At any rate, little 3’7″ Eddie Gaedel finished his one time at bat history in the big leagues with a walk to first on four pitches from Detroit Tiger pitcher Bob Cain and then trotted down to first and into the history books. Gaedel supposedly batted under threat from owner Bill Veeck: “I’ll be on the roof with a rifle. If you take one swing, I’ll shoot you dead.”

Once he reached first, Browns manager sent outfielder Jim Delsing out to pinch run. “My surprise came after I reached the bag to take over for Gaedel,” the late Delsing once told me.  “Before Gaedel left the field, he patted me on the butt and wished me luck.”

Well, the Browns went on to eventually lose this game by a score of 6-2, but they imbedded the idea of this possibility coming up again into the minds of a baseball nation. the fantasy was short-lived. Baseball quickly acted to ban midgets and dwarfs from playing big league ball. We can’t be sure how that kind of ruling would fly in the 21st century. There are a lot of people out there now looking after the rights of vertically challenged people. All we need now is for one very short Mickey Mantle type to come screaming onto the scene, demanding the restoration of opportunity.
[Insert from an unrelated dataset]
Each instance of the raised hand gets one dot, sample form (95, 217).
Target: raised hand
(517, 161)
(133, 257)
I’d be all for him or her.

In the meanwhile, I’ll close here with a little tribute parody I wrote a few years back to honor the memory of Veeck’s man back in 1951. “The Ballad of Eddie Gaedel” is sung to the tune of “Rudolph the Red-Nosed Reindeer” and it is intended as a tribute to one of the few men in history who ever retired from baseball with a perfect one base percentage of 1.000.

The Ballad of Eddie Gaedel
(All verse stanzas are in regular shade type and are sung to the main tune of “Rudolph, The Red-Nosed Reindeer.” The two chorus stanzas, shown in bold type, are sung to the chorus tune from “Rudolph” that goes with “Then one foggy Christmas Eve, Santa came to say, etc.”)

by Bill McCurdy, 1999.

Bill Veeck, the Brownie owner,
Wore some very shiny clothes!
And if you saw his sport shirt,
You would even say, “It glows!”

All of the other owners,
Used to laugh and call him names!
They wouldn’t let poor Bill Veeck,
Join in any owner games!

(chorus)
Then one humid summer day,
Bill Veeck had to – fidget!
Got an idea that stirred his soul,
He decided to sign a – midget!

His name was Eddie Gae-del,
He was only three feet tall!
He never played much baseball,
He was always just too small!

(chorus)
Then one day in Sportsman’s Park,
Eddie went to bat!
Took four balls and walked to first,
Then retired – just-like-that!

Oh, how the purists hated,
Adding little Eddie’s name,
To the big book of records,
“Gaedel” bore a blush of shame!

Now when you look up records,
Look up Eddie’s O.B.P.!
It reads a cool One Thousand,
Safe for all eternity.

"Have a Nice Weekend, Everybody!" - Eddie Gaedel.